Dans un texte publié le 28 avril 2023, le cinéaste parle du Cameroun qui fonctionne sans leader en ce moment. Lebledparle.com vous propose le texte intégral.

JP Bekolo Obama

Mouvements sans leaders, pays sans leader

Le Cameroun est-il en train de vivre l’expérience des mouvements sans leaders comme le Black Life Matters aux États-Unis, La Nuit Debout ou Les Gilets Jaunes en France, ou encore Les Indignés en Espagne? Comme ces mouvements, le Cameroun présenterait tous les signes d’un un pays sans leader. Et les différentes crises auxquelles nous assistons actuellement dans ce pays et la manière dont elles sont gérées le démontrent. Si les mouvements sans leaders ont été critiqués par ceux qui pensent que le pouvoir doit toujours être incarné, d’autres y voient une manière de faire la politique autrement. En effet, la figure du leader permet au système combattu de décapiter le mouvement une fois le leader arrêté, dénigré ou assassiné. La figure du chef comme du President de la République, qui nous semble aujourd’hui incontournable, nous faire oublier que d’autres modèles sont possibles. Et la formation dans les organisations politiques d’une élite bureaucratique autour du chef était le problème? Les mouvements sans leaders se méfient des chefs, voila pourquoi pour eux, il est logique de vouloir déposer ceux qui ont le pouvoir, et d’empêcher qu’il ne se crée au sein du mouvement, un autre système de pouvoir. La question qui se pose à eux est celle de savoir comment représenter la volonté générale sans attendre l’homme providentiel?

 

Si on regarde ce qui se passe au Cameroun, ceux qui sont d’une autre époque essaye de trouver un homme providentiel face à l’absence de leader actuel. Voilà comment s’explique le Franckisme, les partisans du fils de Paul Biya, Franck Biya. Mais ce qu’ils ne savent pas c’est que les camerounais s’accommodent très bien de vivre sans président. Toutes les crises auxquelles nous assistons ne se comprennent qu’à partir de là. Entre ceux qui sont nostalgiques d’une époque où le pays avait besoin d’un leader fort, voire d’un dictateur « éclairé », beaucoup d’autres ont intégré cette « dictature molle » comme un mode de fonctionnement où même la répression se fait avec une certaine nonchalance qui frise parfois à l’incompétence, amenant les Camerounais à se demander si le régime en place est vraiment une dictature, une chose est sur, ce n’est pas une démocratie. Le fait que les crises actuelles au Cameroun se gèrent par réseaux sociaux interposés n’est pas anodin, c’est un phénomène des mouvements sans leaders. Les réseaux sociaux sont devenus cette place publique, qui est en fait une démocratie participative où chacun dit ce qu’il a à dire et comme à Athènes où les orateurs se relayaient pour critiquer les rois, l’omniprésence des lanceurs d’alerte qui sont devenus les instruments de ce pouvoir que l’on veut abattre, confirment que ce pouvoir n’est plus. Les différents cas au Cameroun où l’instrumentalisation des réseaux sociaux par les différents acteurs montre qu’ils sont à la recherche d’un arbitre qui soit le souverain populaire, c’est-à-dire le peuple. Mais à quoi sert le peuple quand on est dans une dictature ?
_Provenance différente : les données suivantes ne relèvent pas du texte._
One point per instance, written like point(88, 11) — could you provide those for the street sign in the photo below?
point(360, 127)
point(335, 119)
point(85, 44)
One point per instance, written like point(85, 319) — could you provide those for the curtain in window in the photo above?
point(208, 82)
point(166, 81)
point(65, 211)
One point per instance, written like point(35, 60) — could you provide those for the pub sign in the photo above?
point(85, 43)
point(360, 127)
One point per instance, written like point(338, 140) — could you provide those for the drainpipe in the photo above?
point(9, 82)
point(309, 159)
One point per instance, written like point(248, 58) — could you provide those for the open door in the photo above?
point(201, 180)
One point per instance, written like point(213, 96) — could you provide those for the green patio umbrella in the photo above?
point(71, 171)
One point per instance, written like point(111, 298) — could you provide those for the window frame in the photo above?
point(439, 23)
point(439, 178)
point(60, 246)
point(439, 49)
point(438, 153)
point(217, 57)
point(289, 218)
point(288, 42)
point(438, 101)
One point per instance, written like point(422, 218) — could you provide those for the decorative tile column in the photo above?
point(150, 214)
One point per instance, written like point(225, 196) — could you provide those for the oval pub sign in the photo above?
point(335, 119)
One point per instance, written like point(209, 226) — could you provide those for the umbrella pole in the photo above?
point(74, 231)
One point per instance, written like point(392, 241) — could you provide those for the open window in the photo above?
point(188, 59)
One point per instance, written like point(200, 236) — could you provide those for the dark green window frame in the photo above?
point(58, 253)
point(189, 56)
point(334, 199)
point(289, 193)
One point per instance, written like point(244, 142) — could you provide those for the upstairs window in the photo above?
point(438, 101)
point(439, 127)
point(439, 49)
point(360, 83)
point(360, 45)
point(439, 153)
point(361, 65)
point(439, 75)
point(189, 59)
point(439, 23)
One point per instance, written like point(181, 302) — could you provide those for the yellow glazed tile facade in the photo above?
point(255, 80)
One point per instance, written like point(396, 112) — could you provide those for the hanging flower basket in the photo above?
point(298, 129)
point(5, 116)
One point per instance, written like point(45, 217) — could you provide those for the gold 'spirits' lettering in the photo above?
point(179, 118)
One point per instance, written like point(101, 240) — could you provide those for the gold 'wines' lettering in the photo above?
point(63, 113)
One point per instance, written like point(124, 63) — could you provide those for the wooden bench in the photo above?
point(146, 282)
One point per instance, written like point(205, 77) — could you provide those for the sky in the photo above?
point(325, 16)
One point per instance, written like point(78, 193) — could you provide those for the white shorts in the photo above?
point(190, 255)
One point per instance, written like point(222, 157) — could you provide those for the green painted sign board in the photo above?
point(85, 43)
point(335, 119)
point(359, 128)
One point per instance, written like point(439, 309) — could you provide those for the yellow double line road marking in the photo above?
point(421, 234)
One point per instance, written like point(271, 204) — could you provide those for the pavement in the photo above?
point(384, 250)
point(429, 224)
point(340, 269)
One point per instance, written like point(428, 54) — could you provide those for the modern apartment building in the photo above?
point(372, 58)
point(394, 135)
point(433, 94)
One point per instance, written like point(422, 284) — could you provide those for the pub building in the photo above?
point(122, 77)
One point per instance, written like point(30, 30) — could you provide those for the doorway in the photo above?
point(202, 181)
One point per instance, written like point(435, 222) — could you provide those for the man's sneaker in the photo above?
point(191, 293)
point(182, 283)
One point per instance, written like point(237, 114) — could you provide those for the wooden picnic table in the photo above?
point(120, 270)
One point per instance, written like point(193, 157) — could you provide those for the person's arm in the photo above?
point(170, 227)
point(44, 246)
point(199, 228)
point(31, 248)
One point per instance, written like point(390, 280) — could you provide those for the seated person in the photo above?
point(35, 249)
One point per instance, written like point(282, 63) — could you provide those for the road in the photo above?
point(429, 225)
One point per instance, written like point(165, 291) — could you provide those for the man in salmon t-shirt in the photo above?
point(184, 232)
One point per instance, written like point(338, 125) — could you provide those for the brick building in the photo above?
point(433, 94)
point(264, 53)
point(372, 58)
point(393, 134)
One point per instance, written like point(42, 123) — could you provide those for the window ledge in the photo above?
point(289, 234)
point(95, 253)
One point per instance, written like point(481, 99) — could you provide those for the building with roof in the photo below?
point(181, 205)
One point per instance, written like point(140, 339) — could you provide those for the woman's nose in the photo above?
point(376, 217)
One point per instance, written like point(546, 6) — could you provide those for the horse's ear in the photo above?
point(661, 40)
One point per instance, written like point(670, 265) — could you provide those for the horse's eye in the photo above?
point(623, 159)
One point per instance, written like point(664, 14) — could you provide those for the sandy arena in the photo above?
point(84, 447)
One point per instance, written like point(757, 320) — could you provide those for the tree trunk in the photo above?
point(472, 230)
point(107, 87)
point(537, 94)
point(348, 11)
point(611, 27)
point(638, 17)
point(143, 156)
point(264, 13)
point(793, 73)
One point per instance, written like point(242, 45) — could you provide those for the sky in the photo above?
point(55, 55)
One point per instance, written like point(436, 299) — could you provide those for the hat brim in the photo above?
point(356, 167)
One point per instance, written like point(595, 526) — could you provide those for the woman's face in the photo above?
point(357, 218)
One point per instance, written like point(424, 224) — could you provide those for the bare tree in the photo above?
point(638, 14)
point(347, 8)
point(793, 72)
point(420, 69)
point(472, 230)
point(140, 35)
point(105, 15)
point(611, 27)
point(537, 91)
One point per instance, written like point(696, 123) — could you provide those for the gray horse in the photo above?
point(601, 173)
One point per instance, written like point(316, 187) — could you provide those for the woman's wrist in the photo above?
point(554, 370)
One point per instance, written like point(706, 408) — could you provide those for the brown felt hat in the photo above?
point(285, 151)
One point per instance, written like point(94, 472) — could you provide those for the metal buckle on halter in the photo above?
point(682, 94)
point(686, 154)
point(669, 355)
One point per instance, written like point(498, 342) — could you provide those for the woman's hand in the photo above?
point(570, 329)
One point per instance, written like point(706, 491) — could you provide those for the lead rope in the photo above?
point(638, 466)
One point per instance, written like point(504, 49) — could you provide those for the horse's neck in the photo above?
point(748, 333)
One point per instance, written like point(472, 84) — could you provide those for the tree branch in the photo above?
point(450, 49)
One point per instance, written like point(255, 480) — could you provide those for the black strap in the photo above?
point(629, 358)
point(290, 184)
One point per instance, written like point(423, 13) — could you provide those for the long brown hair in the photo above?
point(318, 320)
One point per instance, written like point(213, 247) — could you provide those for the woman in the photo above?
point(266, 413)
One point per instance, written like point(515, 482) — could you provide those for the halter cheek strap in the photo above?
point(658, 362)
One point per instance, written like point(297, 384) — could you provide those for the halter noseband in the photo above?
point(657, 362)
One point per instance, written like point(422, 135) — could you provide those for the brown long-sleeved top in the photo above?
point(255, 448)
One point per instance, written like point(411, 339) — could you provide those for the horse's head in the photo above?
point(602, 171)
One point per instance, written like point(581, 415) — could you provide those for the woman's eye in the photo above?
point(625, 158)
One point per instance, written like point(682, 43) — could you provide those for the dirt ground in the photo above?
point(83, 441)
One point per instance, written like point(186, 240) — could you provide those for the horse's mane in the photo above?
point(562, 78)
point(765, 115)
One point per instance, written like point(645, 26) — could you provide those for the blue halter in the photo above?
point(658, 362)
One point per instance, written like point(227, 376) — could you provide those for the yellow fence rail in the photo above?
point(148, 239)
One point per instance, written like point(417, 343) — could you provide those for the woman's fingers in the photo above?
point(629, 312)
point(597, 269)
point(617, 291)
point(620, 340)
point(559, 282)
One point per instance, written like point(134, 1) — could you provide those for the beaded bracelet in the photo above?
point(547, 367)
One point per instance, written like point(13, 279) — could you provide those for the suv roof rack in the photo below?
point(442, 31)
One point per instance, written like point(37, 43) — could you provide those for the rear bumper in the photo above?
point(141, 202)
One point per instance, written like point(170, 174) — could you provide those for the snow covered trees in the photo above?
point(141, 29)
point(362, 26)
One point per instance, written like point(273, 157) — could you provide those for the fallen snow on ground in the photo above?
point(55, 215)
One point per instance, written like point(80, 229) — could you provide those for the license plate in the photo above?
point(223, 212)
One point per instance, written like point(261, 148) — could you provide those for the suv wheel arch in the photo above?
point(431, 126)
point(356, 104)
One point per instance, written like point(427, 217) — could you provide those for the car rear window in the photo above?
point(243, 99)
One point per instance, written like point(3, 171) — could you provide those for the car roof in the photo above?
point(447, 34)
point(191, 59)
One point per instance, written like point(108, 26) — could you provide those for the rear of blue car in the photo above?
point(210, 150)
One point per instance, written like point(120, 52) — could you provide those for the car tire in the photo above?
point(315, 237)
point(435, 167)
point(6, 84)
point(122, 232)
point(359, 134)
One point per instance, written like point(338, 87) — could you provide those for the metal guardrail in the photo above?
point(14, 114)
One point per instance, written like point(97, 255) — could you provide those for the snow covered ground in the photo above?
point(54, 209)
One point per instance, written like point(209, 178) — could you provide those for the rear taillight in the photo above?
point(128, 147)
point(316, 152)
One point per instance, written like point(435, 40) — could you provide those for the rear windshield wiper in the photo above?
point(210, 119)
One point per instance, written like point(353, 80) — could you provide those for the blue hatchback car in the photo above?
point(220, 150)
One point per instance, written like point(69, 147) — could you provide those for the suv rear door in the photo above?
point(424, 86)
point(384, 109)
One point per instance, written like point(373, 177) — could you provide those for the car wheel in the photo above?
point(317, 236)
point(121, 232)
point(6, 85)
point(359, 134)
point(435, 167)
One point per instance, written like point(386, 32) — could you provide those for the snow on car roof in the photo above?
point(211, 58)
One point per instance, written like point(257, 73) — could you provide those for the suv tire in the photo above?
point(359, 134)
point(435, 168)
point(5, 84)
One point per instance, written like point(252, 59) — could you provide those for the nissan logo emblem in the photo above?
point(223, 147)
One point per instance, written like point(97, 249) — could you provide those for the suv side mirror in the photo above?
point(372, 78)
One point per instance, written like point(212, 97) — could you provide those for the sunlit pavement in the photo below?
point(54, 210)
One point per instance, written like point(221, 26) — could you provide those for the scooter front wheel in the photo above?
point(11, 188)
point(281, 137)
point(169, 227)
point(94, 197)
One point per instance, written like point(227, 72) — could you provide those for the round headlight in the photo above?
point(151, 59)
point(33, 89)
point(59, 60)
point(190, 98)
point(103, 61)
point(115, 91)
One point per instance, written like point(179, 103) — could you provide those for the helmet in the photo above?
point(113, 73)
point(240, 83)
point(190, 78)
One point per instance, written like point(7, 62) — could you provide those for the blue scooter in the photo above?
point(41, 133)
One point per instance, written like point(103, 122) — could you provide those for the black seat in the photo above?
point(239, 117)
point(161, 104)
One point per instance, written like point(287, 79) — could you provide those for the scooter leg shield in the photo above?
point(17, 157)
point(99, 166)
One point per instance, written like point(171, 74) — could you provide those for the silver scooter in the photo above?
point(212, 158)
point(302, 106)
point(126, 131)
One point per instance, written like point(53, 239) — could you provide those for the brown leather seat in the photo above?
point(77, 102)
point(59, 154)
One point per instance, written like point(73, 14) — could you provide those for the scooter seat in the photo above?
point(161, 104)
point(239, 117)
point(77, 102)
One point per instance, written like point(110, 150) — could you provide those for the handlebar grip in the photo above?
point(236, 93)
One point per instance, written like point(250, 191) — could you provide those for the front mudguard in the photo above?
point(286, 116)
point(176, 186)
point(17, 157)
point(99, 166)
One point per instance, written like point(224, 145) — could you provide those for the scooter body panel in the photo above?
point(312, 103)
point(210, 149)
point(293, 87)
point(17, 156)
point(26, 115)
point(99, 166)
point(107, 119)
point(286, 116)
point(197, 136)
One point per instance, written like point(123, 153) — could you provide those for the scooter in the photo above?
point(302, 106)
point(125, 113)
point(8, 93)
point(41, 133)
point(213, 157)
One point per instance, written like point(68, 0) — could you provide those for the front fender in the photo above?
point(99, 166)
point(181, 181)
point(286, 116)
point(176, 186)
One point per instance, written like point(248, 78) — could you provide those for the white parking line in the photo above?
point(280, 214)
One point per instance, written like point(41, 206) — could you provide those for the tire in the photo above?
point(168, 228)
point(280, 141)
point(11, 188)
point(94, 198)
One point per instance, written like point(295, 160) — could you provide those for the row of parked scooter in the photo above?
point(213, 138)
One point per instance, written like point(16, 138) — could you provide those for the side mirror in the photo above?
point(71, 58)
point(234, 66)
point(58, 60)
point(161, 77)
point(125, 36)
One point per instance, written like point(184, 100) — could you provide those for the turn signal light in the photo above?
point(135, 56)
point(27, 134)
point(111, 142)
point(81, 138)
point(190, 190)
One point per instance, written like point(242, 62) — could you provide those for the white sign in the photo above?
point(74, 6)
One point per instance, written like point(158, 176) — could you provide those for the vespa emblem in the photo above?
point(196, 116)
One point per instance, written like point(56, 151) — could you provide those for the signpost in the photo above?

Pour approfondir :   Cameroun : Confronté à la vie chère, l’Etat opte pour la réduction de son train de vie

Les balbutiements et les embrouilles du régime camerounais dans ses crises actuelles semblent plaire aux masses qui ont le sentiment d’avoir réussi à prendre le dessus sur ce pouvoir « dictatorial ». Cette situation d’un pays sans leader, malgré la corruption et la décrépitude de certaines parties de l’Etat, n’est-elle pas salutaire ? Le service minimum des institutions animées par des administrateurs devenus des électrons libres qui ne se laissent plus berner par les « hautes instructions » rend la dictature impossible. Le décret présidentiel a perdu son aura maintenant qu’on sait quel réseau se cache derrière ce décret. Même si, comme dans tous les mouvements sans leaders, le mouvement n’a pas beaucoup de chances de survie, la transformation aura été faite. Je n’ose pas imaginer le triste sort du remplaçant d’un Paul Biya qui n’a pas existé pendant plusieurs années, un nouveau président qui viendrait interrompre le laisser-faire et le laisser-aller des camerounais, donnant le sentiment d’un être trop agité. Les camerounais lui demanderont de se calmer et de les laisser tranquilles.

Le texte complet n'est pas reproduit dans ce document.